Une tendance qui s'observe également au niveau régional avec une augmentation des créations d'entreprises de 21% entre 2020 et 2021 dans les Hauts-de-France selon les chiffres de la Chambre de commerce et de l'industrie (CCI). Principalement ce sont les entrepreneurs individuels ayant adopté le régime de la micro-entreprise qui tirent les chiffres vers le haut.
"Il faut faire attention, parce que dans les statistiques on compte aussi les livreurs qui sont également auto-entrepreneurs, mais on ne peut pas dire que ce soit vraiment un entreprenariat choisi et puis il y a aussi les entreprises qui n'ont pas pu se créer en 2020 et qui ont été reportées à 2021", éclaire Grégory Sagez, directeur général de BGE Hauts-de-France, l'une des associations les plus importantes en terme d'accompagnement des futurs entrepreneurs et répartie sur tout le territoire.

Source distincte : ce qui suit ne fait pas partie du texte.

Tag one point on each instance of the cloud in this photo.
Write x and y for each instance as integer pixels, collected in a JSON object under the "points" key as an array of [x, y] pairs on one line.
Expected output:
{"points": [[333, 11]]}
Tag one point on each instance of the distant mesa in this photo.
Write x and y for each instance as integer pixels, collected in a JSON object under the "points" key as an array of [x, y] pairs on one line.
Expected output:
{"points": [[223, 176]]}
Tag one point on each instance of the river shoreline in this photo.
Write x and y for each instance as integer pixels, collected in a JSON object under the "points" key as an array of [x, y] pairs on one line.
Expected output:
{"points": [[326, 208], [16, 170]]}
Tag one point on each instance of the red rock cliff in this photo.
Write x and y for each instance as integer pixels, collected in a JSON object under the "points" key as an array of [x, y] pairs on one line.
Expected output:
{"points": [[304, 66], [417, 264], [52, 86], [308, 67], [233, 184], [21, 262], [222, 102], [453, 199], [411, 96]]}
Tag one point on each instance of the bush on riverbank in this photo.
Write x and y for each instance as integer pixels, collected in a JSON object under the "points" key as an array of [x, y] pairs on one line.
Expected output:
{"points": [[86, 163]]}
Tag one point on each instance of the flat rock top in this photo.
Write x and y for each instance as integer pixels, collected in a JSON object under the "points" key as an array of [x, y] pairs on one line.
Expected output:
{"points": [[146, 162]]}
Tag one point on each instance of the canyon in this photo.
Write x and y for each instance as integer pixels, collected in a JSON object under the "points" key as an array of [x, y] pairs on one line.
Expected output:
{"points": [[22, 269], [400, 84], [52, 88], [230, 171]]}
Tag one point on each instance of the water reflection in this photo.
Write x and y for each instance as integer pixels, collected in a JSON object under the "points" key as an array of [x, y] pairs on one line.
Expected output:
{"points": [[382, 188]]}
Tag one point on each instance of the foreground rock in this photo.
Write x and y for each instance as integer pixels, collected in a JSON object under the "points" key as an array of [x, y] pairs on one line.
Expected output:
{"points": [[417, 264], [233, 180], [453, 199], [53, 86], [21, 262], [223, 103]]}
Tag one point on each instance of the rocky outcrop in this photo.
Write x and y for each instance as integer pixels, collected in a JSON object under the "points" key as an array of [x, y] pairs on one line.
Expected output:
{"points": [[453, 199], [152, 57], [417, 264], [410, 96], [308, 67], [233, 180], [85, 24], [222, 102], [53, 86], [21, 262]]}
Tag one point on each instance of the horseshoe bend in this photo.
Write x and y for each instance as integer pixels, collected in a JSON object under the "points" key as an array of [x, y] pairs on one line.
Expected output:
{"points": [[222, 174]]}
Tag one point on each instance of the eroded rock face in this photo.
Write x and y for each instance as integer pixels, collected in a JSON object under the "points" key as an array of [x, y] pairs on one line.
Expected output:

Reste que l'attrait pour l'entreprenariat demeure une tendance forte. " Il y a un véritable intérêt croissant des Français notamment pour les valeurs que l'entreprenariat véhicule, affirme François Girardin, responsable du pôle Entreprendre & Transmettre et Industrie à la CCI des Hauts-de-France. Et puis cela reste un levier économique majeur. L'entreprenariat est par exemple très soutenu chez les jeunes parce que c'est quelque chose de naturel."
"L'entreprenariat peut donner du sens à sa vie"
À 23 ans, Mickael Beller, n'a pas hésité très longtemps avant de créer sa propre entreprise. Depuis 2016, cet habitant de Quaëdypre près de Bergues dans le Nord se passionne pour la confection de décoration en papier.
Alors à la fin de son BTS électrotechnique, au lieu de continuer dans cette branche, il décide de se lancer. "C'était quelque chose que j'avais réfléchi depuis longtemps, je me suis dit : si ça ne marche pas, je pourrai toujours faire un métier en rapport avec mes études, mais je voulais quand même tenter le coup parce que c'est vraiment quelque chose qui me tenait à cœur."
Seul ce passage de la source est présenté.